Before getting there you need to allow Glue access to your db. For the connection to take place you need to have the db inside a VPC (creating a VPC is beyond the scope of this post, so I won’t bother with details) with a security group that allows access to Glue.

Select the security group from the dashboard of the RDS database:

Then change the rules (inbound and outbound) to allow for Glue to access the db. For the purpose of this experiment set ALL TCP traffic from all sources (0.0.0.0/0) as both an incoming and an outbound rule. The is not safe. Change it for your production setup to appropriate values.

RDS connection

Glue requires that you create a connection to your database (the data sink) so that it knows how to connect to it. Select Connections (in the Databases Menu of Glue) and ‘Add connection’.

Then enter the database name, your username, and the password.

Review and submit

S3 endpoint

There is a similar issue with S3. You need to allow access to S3 which implies the creation of a VPC endpoint. Navigate to the VPC where your RDS database resides and select Endpoints -> Create Endpoint. Basically, you are going to allow connections to be established between the VPC resources and the S3 bucket (S3 buckets do not live inside a VPC).

Start the job wizard

Here is the juicy part! Start the job wizard. Nearly everything is automatically populated. Make sure to go for python and for ‘A proposed script generated by AWS’:

Then select where is the file that you want to parse (the crawler has automatically created a source (in Databases -> Tables) which you can use.

and choose where should the output be written to (you created earlier a connection which should show up here now).

Drum roll…. The moment you have been waiting for. Map the data to the database table. On the left, you see the columns as they emerge from the crawling. On the right, you can decide what the output will be like or you could drop/add more columns.

Then Glue will generate the job code. The end result should look similar to this:

This is what you have been working for! This is the script that explains to Glue how to load your data and then map it and save it to the database. Run the script and you should have a new table in the database populated with your data. After running the script check that the new table has the correct schema. Fortunately, in my example, it did look good so I did not have to write a single line of SQL!

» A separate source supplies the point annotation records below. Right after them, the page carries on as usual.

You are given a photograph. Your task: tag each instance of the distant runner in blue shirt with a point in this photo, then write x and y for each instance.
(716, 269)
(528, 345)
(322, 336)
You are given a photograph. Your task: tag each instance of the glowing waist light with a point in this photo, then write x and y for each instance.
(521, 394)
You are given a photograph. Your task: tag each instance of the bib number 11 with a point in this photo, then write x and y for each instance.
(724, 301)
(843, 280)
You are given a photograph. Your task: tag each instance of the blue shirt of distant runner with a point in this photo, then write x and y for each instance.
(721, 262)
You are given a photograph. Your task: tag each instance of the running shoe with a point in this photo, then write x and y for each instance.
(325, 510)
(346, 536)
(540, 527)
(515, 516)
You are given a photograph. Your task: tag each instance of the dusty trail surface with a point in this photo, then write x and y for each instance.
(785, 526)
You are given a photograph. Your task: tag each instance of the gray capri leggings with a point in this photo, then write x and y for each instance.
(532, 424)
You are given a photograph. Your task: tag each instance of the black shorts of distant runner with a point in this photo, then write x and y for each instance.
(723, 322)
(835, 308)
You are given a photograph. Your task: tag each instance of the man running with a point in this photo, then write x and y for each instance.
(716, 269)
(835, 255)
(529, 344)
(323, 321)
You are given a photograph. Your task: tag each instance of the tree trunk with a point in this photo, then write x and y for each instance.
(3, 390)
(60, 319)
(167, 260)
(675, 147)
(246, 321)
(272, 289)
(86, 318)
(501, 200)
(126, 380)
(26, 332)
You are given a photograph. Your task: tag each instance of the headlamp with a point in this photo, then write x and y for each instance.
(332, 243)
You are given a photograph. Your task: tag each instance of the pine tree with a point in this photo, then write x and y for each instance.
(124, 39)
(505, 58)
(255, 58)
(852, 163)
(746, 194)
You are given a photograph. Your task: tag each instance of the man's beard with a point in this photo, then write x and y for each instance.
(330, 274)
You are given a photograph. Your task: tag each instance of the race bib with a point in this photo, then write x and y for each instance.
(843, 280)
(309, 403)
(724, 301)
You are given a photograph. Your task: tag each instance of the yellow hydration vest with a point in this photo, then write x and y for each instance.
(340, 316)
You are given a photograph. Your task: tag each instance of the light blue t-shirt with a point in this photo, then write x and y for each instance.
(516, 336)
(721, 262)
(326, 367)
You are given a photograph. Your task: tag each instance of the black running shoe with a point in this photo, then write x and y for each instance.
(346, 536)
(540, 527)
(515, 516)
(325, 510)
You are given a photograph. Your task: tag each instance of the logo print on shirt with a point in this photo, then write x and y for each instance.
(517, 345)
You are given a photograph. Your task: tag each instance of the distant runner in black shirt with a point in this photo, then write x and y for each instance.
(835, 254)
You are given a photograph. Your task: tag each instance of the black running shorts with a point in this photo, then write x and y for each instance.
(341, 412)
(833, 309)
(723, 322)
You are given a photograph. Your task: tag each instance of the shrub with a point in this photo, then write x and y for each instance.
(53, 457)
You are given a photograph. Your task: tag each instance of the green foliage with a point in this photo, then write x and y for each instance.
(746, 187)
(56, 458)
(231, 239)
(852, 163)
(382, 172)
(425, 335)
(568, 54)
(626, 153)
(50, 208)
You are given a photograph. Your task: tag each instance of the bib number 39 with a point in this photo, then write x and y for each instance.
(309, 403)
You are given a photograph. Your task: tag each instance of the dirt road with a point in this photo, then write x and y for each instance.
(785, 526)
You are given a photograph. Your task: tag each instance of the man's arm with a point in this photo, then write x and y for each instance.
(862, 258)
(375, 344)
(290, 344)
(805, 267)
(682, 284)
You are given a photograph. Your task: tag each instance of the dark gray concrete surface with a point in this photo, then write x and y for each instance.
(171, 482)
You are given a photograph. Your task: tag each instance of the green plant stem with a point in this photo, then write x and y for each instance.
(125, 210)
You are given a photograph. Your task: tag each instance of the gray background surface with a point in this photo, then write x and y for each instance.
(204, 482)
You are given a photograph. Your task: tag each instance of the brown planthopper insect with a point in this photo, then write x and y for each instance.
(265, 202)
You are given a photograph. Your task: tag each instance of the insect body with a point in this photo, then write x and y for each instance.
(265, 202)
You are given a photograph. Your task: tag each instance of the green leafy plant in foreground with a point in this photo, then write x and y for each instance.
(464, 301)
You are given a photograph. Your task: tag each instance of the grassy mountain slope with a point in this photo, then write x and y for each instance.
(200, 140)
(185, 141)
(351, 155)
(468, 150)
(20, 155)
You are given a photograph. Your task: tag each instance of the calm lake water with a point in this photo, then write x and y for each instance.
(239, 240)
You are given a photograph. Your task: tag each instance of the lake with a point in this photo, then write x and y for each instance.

Postgres table, as created (and populated) by Glue.

Cost

It is all relative. Each time you run a job there is a minimum charge of $0.44. My jobs were small so I was always hitting the minimum charge (about 10K rows). I think that you have to decide for yourself if this is cost effective. Consider though the alternative: spend time developing — reusing code for performing the import and allocate resources and logic for background jobs. If you have to deal with large amounts of data (e.g. more than you would want to upload over a browser) then it seems that you also have to deal with handling large files. Overall, I’d say that Glue is cost-effective given the massive savings in development time, and it would probably be a no-brainer for larger files (I would consider anything above 5Mb to be larger than what a web app has to deal with).

It would be nice if…

Glue is a developers’ tool. Before using it in any application you would have to build a layer wrapping its functionality. A tricky part that I would love to have a solution for (that does not involve me writing it), is the data validation. When users upload data they need instant feedback along with ways to fix/ignore the data at the moment of the upload. Currently, we do this with React and various other mostly front end approaches. This is hard work which I would love to have done for me!